# My new Nubian babies



## KLSpoultry (Dec 14, 2008)

well, they're not tiny babies, but they're about 3 months old.  they're my first registered, purebred, full-sized goats and I already love them. The doe is the reddish one and the buck is the black one. I went only planning on taking the doe home, but I just had to have the buck when I saw him. He makes my heart flutter  I just applied for membership to ADGA so I can send their papers in. The doe was named already, her name is Miss Arkansas and I named the buck on the spot, his name is Artemis. I'm hoping they turn on nice enough to show. EXPERTS: let me know what you think of them and be honest, i'm VERY new to goats and want to learn as much as possible.
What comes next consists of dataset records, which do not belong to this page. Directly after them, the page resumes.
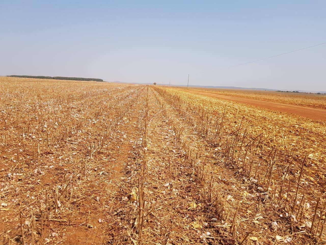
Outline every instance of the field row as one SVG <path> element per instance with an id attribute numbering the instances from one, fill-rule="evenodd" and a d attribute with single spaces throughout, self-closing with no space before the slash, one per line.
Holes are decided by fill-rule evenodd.
<path id="1" fill-rule="evenodd" d="M 325 239 L 322 122 L 157 86 L 6 79 L 3 243 Z"/>

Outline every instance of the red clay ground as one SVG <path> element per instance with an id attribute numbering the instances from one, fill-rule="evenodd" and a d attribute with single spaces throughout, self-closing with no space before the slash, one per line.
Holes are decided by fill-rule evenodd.
<path id="1" fill-rule="evenodd" d="M 235 97 L 232 96 L 223 95 L 205 92 L 188 90 L 179 89 L 191 93 L 200 94 L 205 96 L 217 98 L 224 100 L 231 100 L 235 102 L 243 103 L 255 106 L 260 106 L 264 108 L 270 109 L 279 111 L 289 113 L 298 115 L 302 117 L 307 117 L 315 120 L 321 120 L 326 121 L 326 110 L 322 110 L 316 108 L 286 105 L 280 103 L 276 103 L 270 101 L 263 101 L 251 99 Z"/>

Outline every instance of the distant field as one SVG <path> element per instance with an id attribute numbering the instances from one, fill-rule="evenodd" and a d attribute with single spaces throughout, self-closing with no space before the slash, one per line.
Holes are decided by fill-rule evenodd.
<path id="1" fill-rule="evenodd" d="M 326 238 L 325 122 L 184 88 L 0 89 L 1 244 Z"/>
<path id="2" fill-rule="evenodd" d="M 179 88 L 185 88 L 182 87 Z M 323 94 L 194 87 L 189 87 L 189 89 L 194 91 L 205 91 L 222 95 L 326 109 L 326 95 Z"/>

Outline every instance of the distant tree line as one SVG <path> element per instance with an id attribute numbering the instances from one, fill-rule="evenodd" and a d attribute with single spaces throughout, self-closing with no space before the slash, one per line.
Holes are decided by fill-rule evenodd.
<path id="1" fill-rule="evenodd" d="M 13 77 L 26 77 L 29 78 L 44 78 L 45 79 L 56 79 L 58 80 L 76 80 L 77 81 L 95 81 L 103 82 L 103 79 L 99 78 L 86 78 L 85 77 L 70 77 L 67 76 L 27 76 L 25 75 L 11 75 L 7 76 Z"/>
<path id="2" fill-rule="evenodd" d="M 299 92 L 299 91 L 282 91 L 281 90 L 278 90 L 277 92 L 283 92 L 286 93 L 315 93 L 316 94 L 326 94 L 326 93 L 312 93 L 310 92 Z"/>

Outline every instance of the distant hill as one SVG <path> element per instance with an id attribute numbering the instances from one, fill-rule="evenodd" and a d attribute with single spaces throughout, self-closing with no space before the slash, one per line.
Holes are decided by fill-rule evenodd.
<path id="1" fill-rule="evenodd" d="M 153 84 L 151 83 L 126 83 L 125 82 L 120 82 L 118 81 L 112 82 L 113 83 L 134 83 L 136 84 L 148 84 L 149 85 L 152 85 Z M 157 84 L 157 85 L 163 85 L 165 86 L 174 86 L 178 87 L 186 87 L 186 85 L 177 85 L 175 84 Z M 244 88 L 243 87 L 235 87 L 233 86 L 205 86 L 199 85 L 191 85 L 189 86 L 190 87 L 197 87 L 197 88 L 204 88 L 207 89 L 240 89 L 245 90 L 260 90 L 266 91 L 282 91 L 283 92 L 292 92 L 293 91 L 296 91 L 300 93 L 321 93 L 326 94 L 326 91 L 311 91 L 305 90 L 278 90 L 273 89 L 265 89 L 262 88 Z"/>

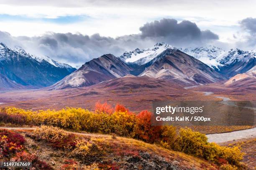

both were from triplet kiddings and both have spotted family trees to great grandparents


----------



## toth boer goats (Jul 20, 2008)

they are beautiful......love them all the way around.....congrats   :greengrin: :greengrin:


----------



## Thanatos (Mar 16, 2009)

They are great lookin :thumb: I really like the boys colors.


----------



## nhsmallfarmer (Apr 14, 2008)

congrats they look awesome :thumb: :thumb:


----------



## Amy Goatress (Oct 2, 2008)

They're lovely!


----------



## Epona142 (May 26, 2008)

I'm certainly not a Nubian expert but they look just lovely. :thumbup:


----------



## StaceyRosado (Oct 5, 2007)

love the boy's roman nose!

They look to have nice straight legs - but they are to scared to be showing themselves off properly right now


----------



## Jenna (Jan 7, 2009)

Nice kids!! I looove them!! better lock your barn so i don't come over there and take one!! :ROFL:


----------



## shadycreekgoats (Mar 23, 2009)

They are so cute!!


----------



## AlaskaBoers (May 7, 2008)

great breed character for sure! that boy has a great roman nose!

and theyre cute.

you might want to try setting them up when theyre settled in. that way we could get a better idea of conformation. :thumb:


----------



## kannm (Mar 18, 2009)

So cute.


----------



## rebelshope (Sep 21, 2008)

hubba hubba! Moon spots, floppy ears! TOO adorable!

I love the name Artemis!


----------



## Dreamchaser (Oct 30, 2008)

Aww so sweet, and beautiful! Does it matter that she has a cleft in one ear? I don't know much about showing livestock, so that's why I'm asking.


----------



## Pheonix08 (Mar 9, 2008)

Both very cute look a little steep in the rump thou.


----------